Cheri Rieman (Unit 221)
San Antonio Catholic Worker House
San Antonio, Texas

Learning how to "make do."
Learning a bit about parenting.
Giving and receiving.
Saying many hellos and goodbyes.
Being surrounded by Tejano lovers (Tejano can be described as Spanish music to a polka beat).
Knowing how certain people like their soup dished out (more substance or more broth).
Holding hands in a circle before supper with volunteers and families. Jumping together as Lorraine's "grace" before supper one evening.

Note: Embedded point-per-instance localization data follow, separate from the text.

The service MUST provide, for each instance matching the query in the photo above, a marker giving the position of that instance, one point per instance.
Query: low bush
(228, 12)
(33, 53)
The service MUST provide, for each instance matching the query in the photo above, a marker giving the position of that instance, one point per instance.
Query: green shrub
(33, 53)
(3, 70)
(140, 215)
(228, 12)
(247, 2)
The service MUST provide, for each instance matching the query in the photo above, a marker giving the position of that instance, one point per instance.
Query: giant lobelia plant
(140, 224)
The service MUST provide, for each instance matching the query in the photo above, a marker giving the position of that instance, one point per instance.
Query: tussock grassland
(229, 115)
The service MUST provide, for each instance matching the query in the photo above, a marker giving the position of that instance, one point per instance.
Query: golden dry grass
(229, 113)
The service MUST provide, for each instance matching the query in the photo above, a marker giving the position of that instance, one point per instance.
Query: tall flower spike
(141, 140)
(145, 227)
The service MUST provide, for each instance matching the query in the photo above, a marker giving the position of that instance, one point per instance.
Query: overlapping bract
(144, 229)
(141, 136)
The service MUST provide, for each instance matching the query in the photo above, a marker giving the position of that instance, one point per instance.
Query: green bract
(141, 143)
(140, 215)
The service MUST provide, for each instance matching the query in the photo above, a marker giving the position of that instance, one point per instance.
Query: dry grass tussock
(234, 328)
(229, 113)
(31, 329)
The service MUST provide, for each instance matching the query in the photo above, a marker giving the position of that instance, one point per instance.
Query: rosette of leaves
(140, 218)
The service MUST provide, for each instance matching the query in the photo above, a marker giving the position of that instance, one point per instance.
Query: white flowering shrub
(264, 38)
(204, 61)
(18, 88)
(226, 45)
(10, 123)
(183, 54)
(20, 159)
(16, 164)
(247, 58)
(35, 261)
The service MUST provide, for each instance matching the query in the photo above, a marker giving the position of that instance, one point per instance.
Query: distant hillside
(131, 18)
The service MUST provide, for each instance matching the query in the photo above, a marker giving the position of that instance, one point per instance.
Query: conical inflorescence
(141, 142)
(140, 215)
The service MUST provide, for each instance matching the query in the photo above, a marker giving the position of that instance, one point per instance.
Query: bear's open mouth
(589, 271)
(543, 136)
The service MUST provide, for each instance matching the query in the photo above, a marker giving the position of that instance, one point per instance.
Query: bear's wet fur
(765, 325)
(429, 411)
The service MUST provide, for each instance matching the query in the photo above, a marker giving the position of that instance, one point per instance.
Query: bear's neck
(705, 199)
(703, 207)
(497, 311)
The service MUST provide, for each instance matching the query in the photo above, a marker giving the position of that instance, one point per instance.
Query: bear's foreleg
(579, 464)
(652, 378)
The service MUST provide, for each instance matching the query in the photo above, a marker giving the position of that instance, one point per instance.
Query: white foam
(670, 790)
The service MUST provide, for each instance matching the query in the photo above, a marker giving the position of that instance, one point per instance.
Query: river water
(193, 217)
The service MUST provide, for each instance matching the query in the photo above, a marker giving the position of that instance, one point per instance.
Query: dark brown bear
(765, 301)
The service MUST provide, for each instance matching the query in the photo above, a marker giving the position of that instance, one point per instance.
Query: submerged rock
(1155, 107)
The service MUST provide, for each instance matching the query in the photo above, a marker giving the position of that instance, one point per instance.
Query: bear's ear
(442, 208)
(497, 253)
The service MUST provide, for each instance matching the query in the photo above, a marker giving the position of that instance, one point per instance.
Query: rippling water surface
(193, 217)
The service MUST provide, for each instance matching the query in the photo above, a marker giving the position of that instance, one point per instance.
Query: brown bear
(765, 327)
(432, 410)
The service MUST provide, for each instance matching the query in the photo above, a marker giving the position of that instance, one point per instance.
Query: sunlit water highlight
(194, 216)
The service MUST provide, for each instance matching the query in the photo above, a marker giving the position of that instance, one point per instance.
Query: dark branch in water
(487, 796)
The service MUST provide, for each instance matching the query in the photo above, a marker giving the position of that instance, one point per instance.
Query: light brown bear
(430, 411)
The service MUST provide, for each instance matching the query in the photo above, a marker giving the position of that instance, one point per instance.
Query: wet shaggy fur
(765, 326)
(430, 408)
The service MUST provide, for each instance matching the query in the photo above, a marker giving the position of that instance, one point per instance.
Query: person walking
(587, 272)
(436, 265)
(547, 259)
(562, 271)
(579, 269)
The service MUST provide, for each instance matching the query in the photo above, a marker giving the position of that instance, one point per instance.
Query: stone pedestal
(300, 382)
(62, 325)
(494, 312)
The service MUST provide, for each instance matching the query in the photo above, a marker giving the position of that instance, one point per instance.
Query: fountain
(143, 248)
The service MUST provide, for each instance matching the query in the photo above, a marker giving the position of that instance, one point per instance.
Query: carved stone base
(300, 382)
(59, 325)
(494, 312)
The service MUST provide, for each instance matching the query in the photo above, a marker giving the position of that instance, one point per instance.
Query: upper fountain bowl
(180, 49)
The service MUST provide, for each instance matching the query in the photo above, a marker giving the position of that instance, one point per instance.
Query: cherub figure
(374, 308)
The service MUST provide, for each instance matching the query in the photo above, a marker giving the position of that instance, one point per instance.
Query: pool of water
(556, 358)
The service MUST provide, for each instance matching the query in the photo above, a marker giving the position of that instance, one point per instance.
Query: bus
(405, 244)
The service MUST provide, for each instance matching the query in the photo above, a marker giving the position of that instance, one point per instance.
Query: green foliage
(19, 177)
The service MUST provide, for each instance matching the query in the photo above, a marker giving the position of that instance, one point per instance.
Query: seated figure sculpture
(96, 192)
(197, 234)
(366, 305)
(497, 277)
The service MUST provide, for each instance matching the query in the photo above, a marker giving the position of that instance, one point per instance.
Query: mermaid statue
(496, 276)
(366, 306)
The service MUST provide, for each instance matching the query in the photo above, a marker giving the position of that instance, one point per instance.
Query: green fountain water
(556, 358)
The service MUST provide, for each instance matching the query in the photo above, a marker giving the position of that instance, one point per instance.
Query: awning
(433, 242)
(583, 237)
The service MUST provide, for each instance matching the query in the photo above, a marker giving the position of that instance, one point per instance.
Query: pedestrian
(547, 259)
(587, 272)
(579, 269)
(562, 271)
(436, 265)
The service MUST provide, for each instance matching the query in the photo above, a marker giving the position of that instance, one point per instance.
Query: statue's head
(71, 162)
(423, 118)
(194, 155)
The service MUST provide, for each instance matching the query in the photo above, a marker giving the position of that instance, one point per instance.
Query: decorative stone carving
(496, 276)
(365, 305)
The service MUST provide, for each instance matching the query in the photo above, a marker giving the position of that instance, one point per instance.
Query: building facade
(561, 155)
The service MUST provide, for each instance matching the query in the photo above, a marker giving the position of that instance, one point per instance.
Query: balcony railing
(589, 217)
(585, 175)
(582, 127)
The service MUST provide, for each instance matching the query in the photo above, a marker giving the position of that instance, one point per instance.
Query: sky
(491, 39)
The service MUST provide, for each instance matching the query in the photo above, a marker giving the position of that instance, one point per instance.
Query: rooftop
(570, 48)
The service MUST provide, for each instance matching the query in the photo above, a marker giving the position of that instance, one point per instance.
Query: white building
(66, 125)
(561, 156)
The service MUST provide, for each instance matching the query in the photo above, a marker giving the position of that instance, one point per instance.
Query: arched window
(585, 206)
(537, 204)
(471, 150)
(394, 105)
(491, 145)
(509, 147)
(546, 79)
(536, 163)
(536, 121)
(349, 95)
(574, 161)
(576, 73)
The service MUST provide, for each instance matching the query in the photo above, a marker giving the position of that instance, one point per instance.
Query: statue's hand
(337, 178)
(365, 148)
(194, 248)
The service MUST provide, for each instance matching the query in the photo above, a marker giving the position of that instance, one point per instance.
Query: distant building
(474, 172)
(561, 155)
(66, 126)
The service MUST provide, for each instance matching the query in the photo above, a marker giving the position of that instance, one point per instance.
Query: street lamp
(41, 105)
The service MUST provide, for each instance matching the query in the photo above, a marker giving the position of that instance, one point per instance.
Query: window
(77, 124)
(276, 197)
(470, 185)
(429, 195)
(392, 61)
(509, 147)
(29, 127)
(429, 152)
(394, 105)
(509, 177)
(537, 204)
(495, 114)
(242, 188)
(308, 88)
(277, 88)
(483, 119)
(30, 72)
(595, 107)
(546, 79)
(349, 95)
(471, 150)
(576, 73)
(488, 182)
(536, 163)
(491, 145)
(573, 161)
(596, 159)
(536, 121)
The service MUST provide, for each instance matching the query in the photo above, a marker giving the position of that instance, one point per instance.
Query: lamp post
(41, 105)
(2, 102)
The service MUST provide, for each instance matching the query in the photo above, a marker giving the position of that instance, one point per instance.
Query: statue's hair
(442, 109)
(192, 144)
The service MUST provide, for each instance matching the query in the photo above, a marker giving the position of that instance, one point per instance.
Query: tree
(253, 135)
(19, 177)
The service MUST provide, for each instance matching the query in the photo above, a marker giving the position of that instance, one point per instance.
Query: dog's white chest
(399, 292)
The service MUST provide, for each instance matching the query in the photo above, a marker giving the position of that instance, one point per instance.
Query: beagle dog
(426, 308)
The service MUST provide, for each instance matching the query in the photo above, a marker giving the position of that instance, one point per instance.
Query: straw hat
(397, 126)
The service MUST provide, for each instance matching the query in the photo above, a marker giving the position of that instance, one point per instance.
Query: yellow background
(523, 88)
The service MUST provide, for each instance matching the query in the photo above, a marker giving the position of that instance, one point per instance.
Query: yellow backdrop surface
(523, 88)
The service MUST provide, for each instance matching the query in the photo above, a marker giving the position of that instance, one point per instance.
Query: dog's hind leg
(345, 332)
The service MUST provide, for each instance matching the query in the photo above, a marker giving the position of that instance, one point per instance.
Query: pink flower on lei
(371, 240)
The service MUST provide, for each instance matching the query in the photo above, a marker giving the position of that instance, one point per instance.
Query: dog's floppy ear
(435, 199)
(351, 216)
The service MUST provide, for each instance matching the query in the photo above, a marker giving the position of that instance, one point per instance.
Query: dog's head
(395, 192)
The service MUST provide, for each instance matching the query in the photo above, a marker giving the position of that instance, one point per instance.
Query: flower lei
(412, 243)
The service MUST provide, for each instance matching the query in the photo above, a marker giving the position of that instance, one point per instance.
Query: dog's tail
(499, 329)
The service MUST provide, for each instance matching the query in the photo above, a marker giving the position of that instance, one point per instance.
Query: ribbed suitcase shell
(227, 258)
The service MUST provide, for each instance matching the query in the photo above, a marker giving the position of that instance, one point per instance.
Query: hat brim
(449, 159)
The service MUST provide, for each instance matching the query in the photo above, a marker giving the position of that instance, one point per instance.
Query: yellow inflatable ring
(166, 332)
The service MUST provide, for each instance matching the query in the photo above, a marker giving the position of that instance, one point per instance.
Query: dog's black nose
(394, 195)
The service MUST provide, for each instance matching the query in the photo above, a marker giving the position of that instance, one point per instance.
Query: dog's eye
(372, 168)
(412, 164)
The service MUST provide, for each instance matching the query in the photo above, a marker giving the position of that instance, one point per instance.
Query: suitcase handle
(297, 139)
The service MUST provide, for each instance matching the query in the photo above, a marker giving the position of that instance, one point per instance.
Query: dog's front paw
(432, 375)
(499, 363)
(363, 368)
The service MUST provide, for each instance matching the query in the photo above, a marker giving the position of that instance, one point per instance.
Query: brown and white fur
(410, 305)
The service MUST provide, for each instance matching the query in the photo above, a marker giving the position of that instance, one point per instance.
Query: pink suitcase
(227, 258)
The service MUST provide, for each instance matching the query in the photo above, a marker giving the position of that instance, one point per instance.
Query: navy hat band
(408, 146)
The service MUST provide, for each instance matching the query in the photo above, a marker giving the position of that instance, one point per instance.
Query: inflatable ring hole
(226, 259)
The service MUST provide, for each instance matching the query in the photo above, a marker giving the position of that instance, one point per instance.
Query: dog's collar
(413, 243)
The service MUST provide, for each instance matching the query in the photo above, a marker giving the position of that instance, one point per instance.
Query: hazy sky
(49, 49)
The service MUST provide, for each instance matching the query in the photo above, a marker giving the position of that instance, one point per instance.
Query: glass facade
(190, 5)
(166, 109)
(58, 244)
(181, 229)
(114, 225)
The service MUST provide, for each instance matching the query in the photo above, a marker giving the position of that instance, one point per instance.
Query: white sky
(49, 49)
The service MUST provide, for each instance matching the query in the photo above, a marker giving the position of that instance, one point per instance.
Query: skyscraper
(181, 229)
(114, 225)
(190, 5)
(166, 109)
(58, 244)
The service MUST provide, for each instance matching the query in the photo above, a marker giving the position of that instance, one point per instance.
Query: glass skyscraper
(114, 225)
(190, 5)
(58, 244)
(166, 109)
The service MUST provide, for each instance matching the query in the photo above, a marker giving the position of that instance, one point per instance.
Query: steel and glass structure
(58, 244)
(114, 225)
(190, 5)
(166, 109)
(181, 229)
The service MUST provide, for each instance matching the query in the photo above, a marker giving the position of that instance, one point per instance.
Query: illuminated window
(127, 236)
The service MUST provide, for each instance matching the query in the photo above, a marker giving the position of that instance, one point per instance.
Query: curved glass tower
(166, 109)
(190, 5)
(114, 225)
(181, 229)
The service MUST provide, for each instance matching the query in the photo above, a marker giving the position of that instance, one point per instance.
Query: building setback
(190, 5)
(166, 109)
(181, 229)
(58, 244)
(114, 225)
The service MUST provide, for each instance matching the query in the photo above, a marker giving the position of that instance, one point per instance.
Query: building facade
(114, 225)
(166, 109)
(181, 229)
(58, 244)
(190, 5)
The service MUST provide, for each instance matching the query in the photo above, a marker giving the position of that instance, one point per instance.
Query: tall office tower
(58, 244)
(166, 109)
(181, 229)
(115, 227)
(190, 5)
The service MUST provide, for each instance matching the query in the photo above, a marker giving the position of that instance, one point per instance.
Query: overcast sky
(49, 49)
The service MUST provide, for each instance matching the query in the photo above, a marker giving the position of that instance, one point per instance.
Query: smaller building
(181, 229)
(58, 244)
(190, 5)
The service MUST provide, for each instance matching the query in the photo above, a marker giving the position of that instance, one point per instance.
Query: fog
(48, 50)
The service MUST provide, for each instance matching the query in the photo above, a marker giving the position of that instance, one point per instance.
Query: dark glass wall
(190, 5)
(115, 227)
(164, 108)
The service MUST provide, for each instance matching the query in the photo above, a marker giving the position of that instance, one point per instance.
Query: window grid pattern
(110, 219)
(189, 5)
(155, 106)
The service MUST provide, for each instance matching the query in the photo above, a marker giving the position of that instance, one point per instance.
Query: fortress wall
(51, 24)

Learning different standards and lifestyles.
Learning not to judge.
Cooking for lots of people... often.
Making exceptions.
Begging.
Talking... Listening...
Encouraging.
Connecting sometimes. Failing, too.
Sweating.
Indulging in swimming and eating ice cream to cool off in the summer.
Yet huddling in blankets and sleeping bags in our living room of our non-insulated house in the surprisingly cold winter.
Learning balance of personal and group time in community living.
Saying "No." Saying "Yes."
Trying to figure out who "they" is when Dorothy says, "They're taking my check," or "They can't make me do that."
Driving home very slowly after picking up our donated soup because I forgot the lids to the soup buckets.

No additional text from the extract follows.